# [SOLVED] problemy z emergem - WGET nie rozwiazuje nazw!

## andrzejk

Witam przed samymi swietami postawilem na laptopie Getnoo i dziala na nim tak jak jeszcze nie dzialal zaden linux (to znaczy super). Rozwiązalęm wszystkie problemy, który spędzały mi sen z powiek w innych dystrybucjach min. grafikę, acpi sieć bezprzewodową to wszystko działa jak złoto. Niestety mam tez drobne problemy z emergegowaniem a poniewaz jestem poczatkujacy w Gentoo nie bardzo wiem z czego one wynikaja może, ktoś będzie w stanie mi wyjaśnić skąd się one biorą:

Problem 1: Kiedy wpisauje do pliku make.conf GENTOO_MIRRORS po nazwach serwerów czyli np: "http://src.gentoo.pl to nie moge sie z zadanym polaczyc. Nie rozwiązuje mi nazw podczas proby polaczenia z serwerem. Kiedy sie pingam lub wykonuję emerge sync nazwy są rozwiązywane bez problemu i dochodzi min. do synchronizacji - problem ominołem w ten sposób, że wpisałem do pliku IPiki serwerów i hula, nie mniej chciałbym wiedzieć co się dzieje.

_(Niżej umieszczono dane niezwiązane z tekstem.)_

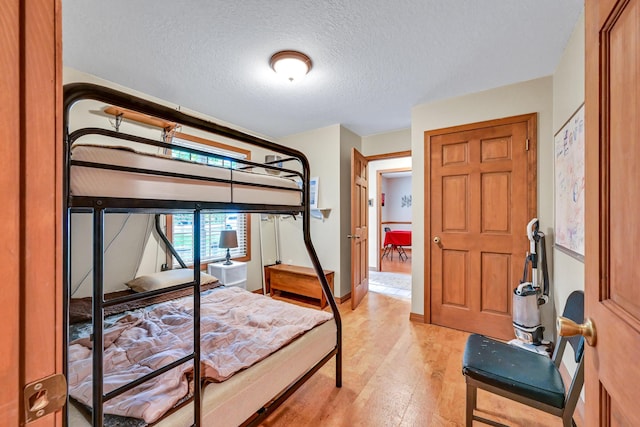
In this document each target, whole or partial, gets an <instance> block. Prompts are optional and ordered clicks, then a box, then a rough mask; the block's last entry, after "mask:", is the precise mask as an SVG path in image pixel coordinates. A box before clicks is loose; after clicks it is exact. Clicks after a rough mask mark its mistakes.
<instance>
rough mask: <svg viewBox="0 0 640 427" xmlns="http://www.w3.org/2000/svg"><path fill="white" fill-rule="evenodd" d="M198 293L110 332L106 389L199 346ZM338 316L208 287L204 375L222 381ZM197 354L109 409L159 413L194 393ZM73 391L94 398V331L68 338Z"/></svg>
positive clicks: (105, 409) (133, 376)
mask: <svg viewBox="0 0 640 427" xmlns="http://www.w3.org/2000/svg"><path fill="white" fill-rule="evenodd" d="M192 313H193V298H192V297H186V298H181V299H178V300H173V301H169V302H166V303H163V304H159V305H157V306H155V307H153V308H152V309H149V310H141V311H138V312H132V313H129V314H127V315H125V316H124V317H122V318H121V319H120V320H119V321H117V322H116V323H115V324H114V325H113V327H111V328H109V329H106V330H105V334H104V342H105V350H104V392H105V393H108V392H109V391H111V390H115V389H117V388H118V387H121V386H122V385H124V384H126V383H129V382H131V381H132V380H135V379H136V378H139V377H141V376H142V375H145V374H147V373H150V372H152V371H154V370H156V369H158V368H161V367H162V366H164V365H166V364H168V363H171V362H173V361H175V360H177V359H179V358H181V357H184V356H186V355H188V354H190V353H191V352H192V351H193V331H192V323H193V319H192ZM332 317H333V316H332V314H331V313H327V312H323V311H319V310H314V309H310V308H304V307H300V306H296V305H293V304H289V303H285V302H282V301H277V300H273V299H271V298H269V297H265V296H262V295H258V294H254V293H251V292H247V291H246V290H244V289H240V288H237V287H231V288H225V287H220V288H217V289H214V290H212V291H210V292H209V293H205V294H202V300H201V310H200V318H201V337H202V339H201V352H202V360H201V367H202V369H201V370H202V375H203V376H204V377H205V378H206V379H207V380H209V381H215V382H221V381H224V380H226V379H227V378H229V377H231V376H232V375H233V374H235V373H236V372H238V371H240V370H242V369H246V368H247V367H249V366H251V365H253V364H254V363H256V362H259V361H260V360H262V359H264V358H265V357H267V356H268V355H269V354H271V353H273V352H275V351H277V350H278V349H279V348H281V347H283V346H285V345H287V344H288V343H290V342H291V341H293V340H294V339H295V338H296V337H298V336H300V335H302V334H304V333H305V332H306V331H308V330H310V329H312V328H313V327H314V326H317V325H319V324H321V323H324V322H326V321H327V320H329V319H331V318H332ZM192 367H193V364H192V363H190V362H187V363H183V364H182V365H180V366H178V367H177V368H174V369H172V370H170V371H168V372H166V373H164V374H162V375H160V376H158V377H156V378H154V379H152V380H150V381H147V382H145V383H143V384H142V385H140V386H138V387H136V388H134V389H132V390H130V391H128V392H126V393H123V394H122V395H120V396H118V397H115V398H113V399H111V400H109V401H108V402H106V403H105V405H104V413H105V414H114V415H122V416H127V417H134V418H140V419H144V420H145V421H146V422H148V423H152V422H155V421H157V420H158V419H159V418H160V417H161V416H162V415H163V414H164V413H165V412H167V411H168V410H169V409H171V408H173V407H174V405H175V404H176V403H177V402H179V401H180V400H181V399H183V398H184V397H185V396H186V395H187V394H188V393H189V380H190V379H191V377H192V373H193V368H192ZM68 381H69V394H70V395H71V397H73V398H74V399H76V400H78V401H80V402H82V403H84V404H86V405H88V406H91V400H92V382H93V378H92V342H91V341H90V339H89V338H88V337H86V338H80V339H77V340H75V341H73V342H72V343H71V344H70V346H69V377H68Z"/></svg>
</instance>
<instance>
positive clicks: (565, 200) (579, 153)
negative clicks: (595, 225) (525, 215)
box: [554, 104, 585, 261]
mask: <svg viewBox="0 0 640 427" xmlns="http://www.w3.org/2000/svg"><path fill="white" fill-rule="evenodd" d="M554 150H555V151H554V157H555V162H554V167H555V245H556V247H558V248H559V249H560V250H563V252H566V253H568V254H569V255H572V256H574V257H575V258H577V259H579V260H581V261H582V260H584V163H585V160H584V104H583V105H582V106H581V107H580V108H579V109H578V111H576V113H575V114H574V115H573V116H572V117H571V119H569V121H568V122H567V123H566V124H565V125H564V126H563V127H562V129H560V131H559V132H558V133H557V134H556V135H555V138H554Z"/></svg>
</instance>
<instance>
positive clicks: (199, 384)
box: [193, 205, 202, 426]
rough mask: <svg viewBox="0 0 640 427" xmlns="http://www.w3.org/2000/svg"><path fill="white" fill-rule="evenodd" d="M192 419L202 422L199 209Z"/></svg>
mask: <svg viewBox="0 0 640 427" xmlns="http://www.w3.org/2000/svg"><path fill="white" fill-rule="evenodd" d="M193 279H194V280H193V281H194V283H193V353H194V355H193V405H194V406H193V418H194V420H193V421H194V425H196V426H199V425H200V422H201V421H202V398H201V392H202V381H201V380H200V207H199V205H196V210H195V211H194V212H193Z"/></svg>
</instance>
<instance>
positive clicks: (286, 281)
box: [265, 264, 334, 308]
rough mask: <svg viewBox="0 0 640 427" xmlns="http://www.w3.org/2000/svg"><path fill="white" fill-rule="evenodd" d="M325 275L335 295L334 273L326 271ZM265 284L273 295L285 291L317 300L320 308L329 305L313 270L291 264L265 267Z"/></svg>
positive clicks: (293, 293) (315, 273)
mask: <svg viewBox="0 0 640 427" xmlns="http://www.w3.org/2000/svg"><path fill="white" fill-rule="evenodd" d="M324 275H325V277H326V278H327V282H329V287H330V288H331V293H333V276H334V273H333V271H331V270H324ZM265 282H266V288H267V289H270V291H271V294H272V295H273V293H274V292H279V291H284V292H289V293H292V294H295V295H301V296H305V297H308V298H314V299H317V300H318V301H319V302H320V308H324V307H326V305H327V299H326V298H325V296H324V292H322V286H321V285H320V281H319V280H318V276H317V275H316V271H315V270H314V269H313V268H309V267H300V266H297V265H289V264H276V265H270V266H268V267H265Z"/></svg>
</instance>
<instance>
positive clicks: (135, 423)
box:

Problem 2: Kiedy staram się wykonać komendę emerge to niektóre "pakiety" zwracają komunikat 404 Not Found. Dotyczy to min. portage-manpages i alsa-utils - ten drugi jest dla mnie bardzo ważny. Czy to znaczy, że ich nie ma? Dzieję się tak mimio synchronizacji. Moj Portage jest w wersji 2.0.53 i pisze mi, że jest najnowszy. 

Jedyne porady jakie znalazłem w necie sugerowały aby zrobić emerge rsync - nie pomogło! Może źle szukałem.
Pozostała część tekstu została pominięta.